We then had a little wander around the town, visiting the Himalaya Mountaineering Museum and it still had some of that stuff belonging to that bloke who climbed Everest. From there we went to the Himalaya Zoo and we saw tigers and other fierce looking animals. There was this huge bear-like creature with a hideous face and piercing cry - but on looking closer I saw that it was the Austrian bloke again.


Now I'm a seasoned traveller as you know - I've been to Indialand and to Africa and to Bracknell - so I've had to put up with a fair bit in my life as a globetrotting Olympian. But around mid-afternoon I started to feel a little peculiar - a condition that steadily worsened as we made the long, slow journey back to Lake Mirik. I've already mentioned that I was on medication to combat altitude sickness - these were forced upon me by Dr Moustache and were taken on top of my existing medication. So, God knows what this lot were doing to my body. I had explained to the good Doctor that I was well prepared for altitude having had three months sleeping upstairs at home. But anyway, these flippin' tablets would appear to have given me .... yep, you guessed it. Altitude sickness!! So, I was put to my bed having not so much a dose of Delhi Belly, more a case of Darjeeling Feeling.


I thought a bit of rest would do me the world of good. But I'd reckoned without the physical intervention of Moustache. What did he do? Well, quite frankly, he just pummeled me and hurt me. First of all he squoze my fingers in that gap between my thumb and my nose picking finger - and he squoze til I had to scream. Then he lay me on my stomach and ... wait for it ... stood on my ankles!! Then he pushed his hands into my stomach until I cried out again. Finally he sat there for five minutes stroking my ear lobe. Now that's where I got a little bit shirty with Dr M and I told him in no uncertain terms to jack it in. He insisted he knew what was best for me - and he also told me that I was poorly cos I was sterssed. Well who the pug wouldn't be stressed when you had some Indianese man stroking your ear and standing on your ankles??


Anyway his ear stroking came to a sudden halt when I playfully kicked him repeatedly on the ankles - despite me telling him it would help him to relax.

But you'll never guess what. Within an hour I felt as right as snow and so, feeling a little better about tomorrow's race I decided to take an early beer-less night and hit the sack.

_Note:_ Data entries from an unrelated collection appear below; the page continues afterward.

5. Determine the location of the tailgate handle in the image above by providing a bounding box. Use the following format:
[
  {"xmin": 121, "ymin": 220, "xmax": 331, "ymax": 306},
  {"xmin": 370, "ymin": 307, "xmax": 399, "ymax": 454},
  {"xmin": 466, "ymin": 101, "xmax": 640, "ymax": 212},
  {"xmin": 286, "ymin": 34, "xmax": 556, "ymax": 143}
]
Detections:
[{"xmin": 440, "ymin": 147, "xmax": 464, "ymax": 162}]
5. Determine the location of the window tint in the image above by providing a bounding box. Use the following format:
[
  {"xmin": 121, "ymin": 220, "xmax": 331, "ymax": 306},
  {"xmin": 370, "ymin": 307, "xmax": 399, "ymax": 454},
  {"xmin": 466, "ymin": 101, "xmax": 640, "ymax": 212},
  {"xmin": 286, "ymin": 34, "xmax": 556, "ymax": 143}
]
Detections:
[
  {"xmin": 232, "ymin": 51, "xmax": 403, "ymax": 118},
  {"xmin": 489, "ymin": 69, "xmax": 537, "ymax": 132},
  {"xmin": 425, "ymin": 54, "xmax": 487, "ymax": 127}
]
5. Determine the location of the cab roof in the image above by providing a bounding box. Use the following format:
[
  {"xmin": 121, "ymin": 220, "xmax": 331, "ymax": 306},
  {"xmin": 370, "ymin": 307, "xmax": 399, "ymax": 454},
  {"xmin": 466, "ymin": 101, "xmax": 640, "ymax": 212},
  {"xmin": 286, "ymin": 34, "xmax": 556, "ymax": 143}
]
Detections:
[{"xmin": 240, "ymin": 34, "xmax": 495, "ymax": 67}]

I bumped into the sodding Argentines on the way to my room and they were still shouting some kind of political slogans and generally making a bally nuisance of themselves - so I suggested they go and see Dr Moustache for some attitude pills. They didn't seem to see the funny side of this and I have to admit trhere was a bit of a skirmish in which an Argentinian flag was slightly soiled but after a bit of hair and shirt straightening and a few deep breaths we all agreed it was probably about time we all fought on the same side.


And screwed the French.

As I turned in, the Austrian guy shouted goodnight - he was still in Darjeeling mind you, but I could still hear him. Then I drifted off to sleep dreaming about tomorrow's victory and that 24 mile uphill stage to Sandakphu.



Or so I thought.

At midnight there was a hammering on the door of our room. There, in the moonlight, I made out the shapes of a number of military types, complete with guns - and they were shouting all kinds of stuff at me. I thought to myself "Now what would Kate Adie do?" and then proceeded to adopt the British attitude and slammed the door in their faces. Turns out that the old man called Albert had only gone and broken into the room of the local head of military security! And he'd got into their room by using his own key in their lock and pushing the door open. Now that tells you more about the state of their security rather than Albert's nous let me tell you.

See you tomorrow.

Keep on tapering.

Ron

I know, I know!!

Finding the time to tell you all about my fantastic achievements in Indialand is proving a little difficult at the mo - but fear not Ronnettes I have not forgotten. I hope to have the next thrilling instalment here within the next 24 hours.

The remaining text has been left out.